James Brown was clearly influenced by classic blues, gospel, and African-American folk music. Brown knew he wanted to become an entertainer after watching performance footage of the popular jazz and R&B singer Louis Jordan. He was also certainly influenced by artists like Elvis Presley, Ray Charles, and Little Richard, though these musical contemporaries would have been just as influenced by James Brown as he was by them.
The real story with Brown is the way in which he revolutionized music, influencing just about every strain of pop music that would follow. He influenced musicians like Mick Jagger, David Bowie, Michael Jackson, Prince, and Public Enemy, among others. According to the man himself
, "Disco is James Brown, hip-hop is James Brown, rap is James Brown; you know what I'm saying?
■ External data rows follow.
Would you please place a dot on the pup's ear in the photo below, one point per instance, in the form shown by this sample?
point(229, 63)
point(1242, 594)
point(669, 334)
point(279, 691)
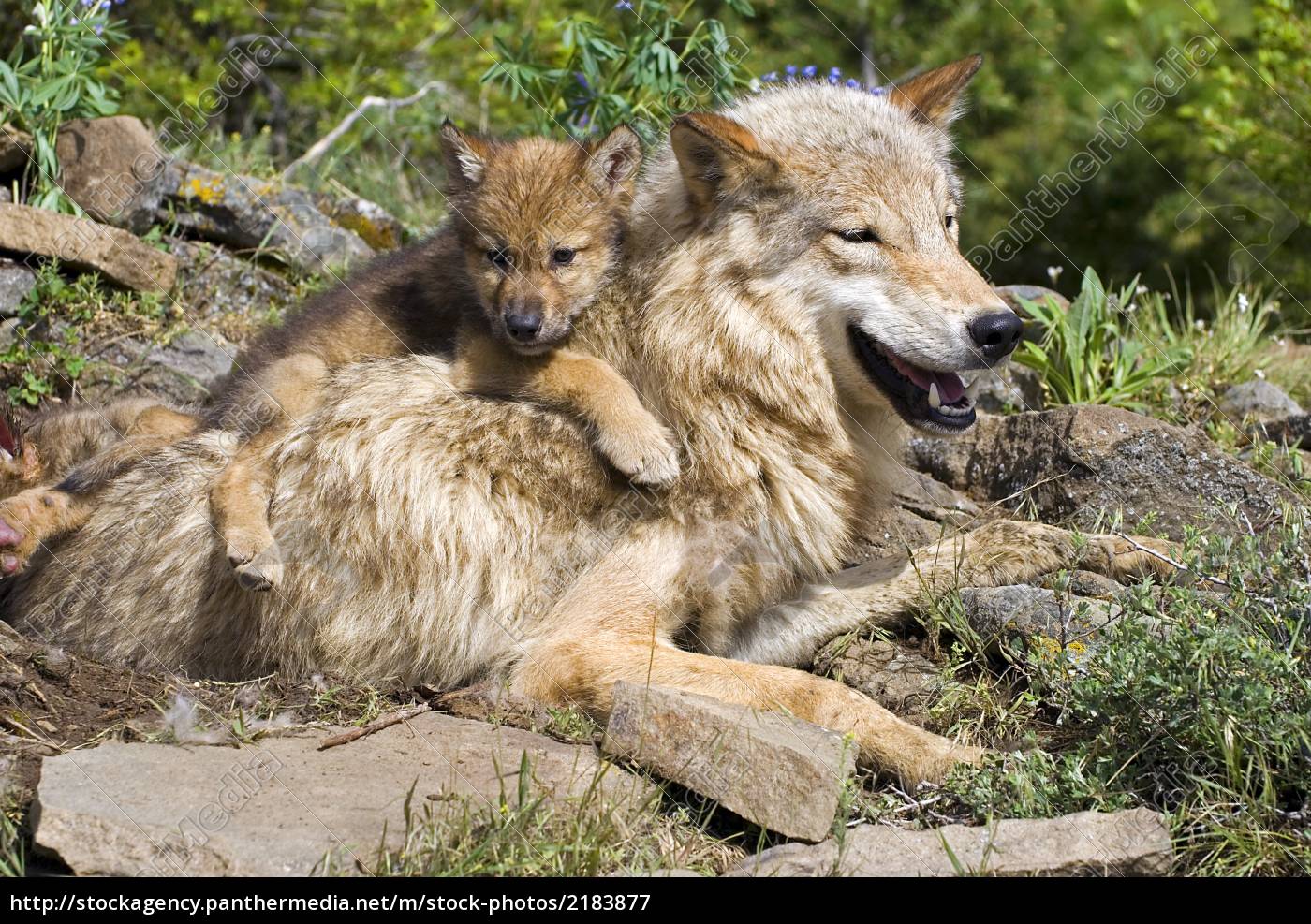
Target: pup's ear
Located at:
point(465, 157)
point(935, 95)
point(716, 154)
point(612, 163)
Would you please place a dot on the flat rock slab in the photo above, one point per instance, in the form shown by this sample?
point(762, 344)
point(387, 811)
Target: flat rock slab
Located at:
point(87, 245)
point(278, 806)
point(1087, 843)
point(775, 770)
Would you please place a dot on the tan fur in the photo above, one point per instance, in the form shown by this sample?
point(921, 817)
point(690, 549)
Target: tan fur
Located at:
point(439, 537)
point(528, 198)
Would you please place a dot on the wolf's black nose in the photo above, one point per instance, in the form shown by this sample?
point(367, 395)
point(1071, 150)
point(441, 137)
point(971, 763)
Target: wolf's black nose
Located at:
point(523, 328)
point(996, 334)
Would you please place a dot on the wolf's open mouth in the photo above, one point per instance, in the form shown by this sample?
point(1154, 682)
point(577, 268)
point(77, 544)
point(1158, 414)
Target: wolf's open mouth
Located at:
point(930, 400)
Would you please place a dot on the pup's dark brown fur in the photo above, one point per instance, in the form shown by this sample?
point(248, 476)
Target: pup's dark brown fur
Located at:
point(537, 231)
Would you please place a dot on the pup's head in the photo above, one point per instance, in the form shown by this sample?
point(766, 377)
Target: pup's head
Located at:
point(851, 200)
point(541, 223)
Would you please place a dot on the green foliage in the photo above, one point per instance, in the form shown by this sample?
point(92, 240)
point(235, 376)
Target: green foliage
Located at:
point(1196, 703)
point(639, 68)
point(52, 75)
point(1085, 354)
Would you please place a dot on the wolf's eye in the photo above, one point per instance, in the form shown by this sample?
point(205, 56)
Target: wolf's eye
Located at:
point(859, 236)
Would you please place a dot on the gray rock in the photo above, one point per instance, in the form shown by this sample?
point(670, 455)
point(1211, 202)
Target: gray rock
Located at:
point(1294, 432)
point(1009, 389)
point(898, 678)
point(184, 371)
point(87, 245)
point(776, 770)
point(1074, 462)
point(16, 281)
point(113, 169)
point(1023, 613)
point(216, 287)
point(374, 225)
point(251, 213)
point(1258, 400)
point(1013, 294)
point(15, 146)
point(278, 806)
point(1123, 843)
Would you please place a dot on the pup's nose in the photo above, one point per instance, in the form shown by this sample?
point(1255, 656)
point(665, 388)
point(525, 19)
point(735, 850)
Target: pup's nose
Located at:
point(523, 327)
point(996, 334)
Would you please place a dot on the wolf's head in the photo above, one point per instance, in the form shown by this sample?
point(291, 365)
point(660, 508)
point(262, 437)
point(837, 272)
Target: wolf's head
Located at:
point(541, 223)
point(852, 205)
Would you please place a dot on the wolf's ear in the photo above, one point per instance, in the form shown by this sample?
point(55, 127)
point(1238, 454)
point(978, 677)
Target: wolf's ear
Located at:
point(935, 95)
point(465, 157)
point(613, 160)
point(716, 154)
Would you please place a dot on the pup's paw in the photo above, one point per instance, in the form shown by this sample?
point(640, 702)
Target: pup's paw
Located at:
point(255, 557)
point(645, 454)
point(262, 573)
point(25, 521)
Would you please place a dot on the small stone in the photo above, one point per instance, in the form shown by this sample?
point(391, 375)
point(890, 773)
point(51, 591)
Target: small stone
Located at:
point(251, 213)
point(1259, 402)
point(16, 281)
point(1024, 613)
point(87, 245)
point(113, 169)
point(1134, 842)
point(775, 770)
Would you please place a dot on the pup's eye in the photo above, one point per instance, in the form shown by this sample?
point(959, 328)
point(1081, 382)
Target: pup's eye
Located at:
point(859, 236)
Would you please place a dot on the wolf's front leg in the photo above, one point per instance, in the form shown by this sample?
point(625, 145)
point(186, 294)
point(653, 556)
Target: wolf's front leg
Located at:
point(615, 624)
point(885, 592)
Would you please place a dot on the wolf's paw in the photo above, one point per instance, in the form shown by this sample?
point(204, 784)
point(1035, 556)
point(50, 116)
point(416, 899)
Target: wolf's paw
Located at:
point(1130, 556)
point(255, 559)
point(645, 455)
point(25, 521)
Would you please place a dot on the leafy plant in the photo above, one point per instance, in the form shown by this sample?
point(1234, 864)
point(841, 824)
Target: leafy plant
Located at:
point(1087, 354)
point(52, 76)
point(638, 68)
point(1196, 703)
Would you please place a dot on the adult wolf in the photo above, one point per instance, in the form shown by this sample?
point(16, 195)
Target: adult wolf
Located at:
point(793, 290)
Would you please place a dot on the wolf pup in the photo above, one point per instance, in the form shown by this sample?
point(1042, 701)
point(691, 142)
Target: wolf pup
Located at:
point(537, 231)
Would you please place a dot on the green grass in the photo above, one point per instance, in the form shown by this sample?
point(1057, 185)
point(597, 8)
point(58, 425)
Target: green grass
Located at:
point(524, 832)
point(1197, 705)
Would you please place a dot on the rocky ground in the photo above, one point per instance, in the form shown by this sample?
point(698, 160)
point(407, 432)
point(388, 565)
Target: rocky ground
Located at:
point(111, 772)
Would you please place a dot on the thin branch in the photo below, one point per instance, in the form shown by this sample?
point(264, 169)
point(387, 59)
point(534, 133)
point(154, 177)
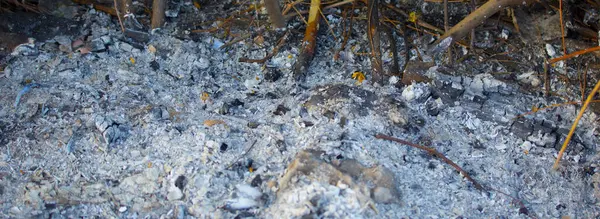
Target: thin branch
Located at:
point(434, 153)
point(119, 17)
point(374, 41)
point(574, 126)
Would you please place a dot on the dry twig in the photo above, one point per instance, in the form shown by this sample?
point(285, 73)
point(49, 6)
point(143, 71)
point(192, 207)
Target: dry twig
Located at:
point(437, 154)
point(267, 57)
point(309, 43)
point(275, 13)
point(374, 41)
point(574, 126)
point(477, 17)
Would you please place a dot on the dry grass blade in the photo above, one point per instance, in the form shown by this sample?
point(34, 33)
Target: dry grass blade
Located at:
point(437, 154)
point(574, 126)
point(309, 43)
point(477, 17)
point(374, 41)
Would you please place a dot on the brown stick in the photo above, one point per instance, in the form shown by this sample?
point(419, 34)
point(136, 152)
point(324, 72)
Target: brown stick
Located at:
point(446, 30)
point(158, 13)
point(274, 12)
point(580, 52)
point(119, 16)
point(477, 17)
point(472, 39)
point(309, 43)
point(434, 153)
point(374, 40)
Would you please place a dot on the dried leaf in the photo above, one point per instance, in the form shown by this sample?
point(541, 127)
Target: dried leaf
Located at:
point(212, 122)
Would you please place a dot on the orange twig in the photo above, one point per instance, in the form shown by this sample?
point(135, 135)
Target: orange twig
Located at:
point(568, 139)
point(580, 52)
point(562, 27)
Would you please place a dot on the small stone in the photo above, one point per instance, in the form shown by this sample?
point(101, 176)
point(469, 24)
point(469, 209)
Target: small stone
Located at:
point(172, 13)
point(253, 125)
point(97, 45)
point(202, 63)
point(272, 75)
point(15, 210)
point(106, 40)
point(281, 110)
point(154, 65)
point(382, 195)
point(174, 194)
point(550, 50)
point(223, 147)
point(126, 47)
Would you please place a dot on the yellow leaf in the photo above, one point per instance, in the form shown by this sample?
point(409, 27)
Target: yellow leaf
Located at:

You hear all the rappers, 90 percent of their music is me." While this may sound more than a bit egotistical, it's hard to say he's wrong. Brown not only directly helped create the genres of soul, funk, and modern R&B, he indirectly influenced an even wider range of artists, encouraging musicians to follow the rhythm and the groove rather than simply adhering to typical musical conventions and structure. Brown's music was sampled by innumerable hip-hop producers and DJs throughout the 1980s and 1990s, helping establish rap as a viable musical form. Even techno is indebted to James Brown. As a testament to his wide-ranging impact on modern pop music, Rolling Stone
named Brown #7 on their list of the Most Influential Artists of All Time. And even the academics are getting into the act; recently Princeton University devoted an entire conference to the study of James Brown. Now that's a lecture we could definitely sit through.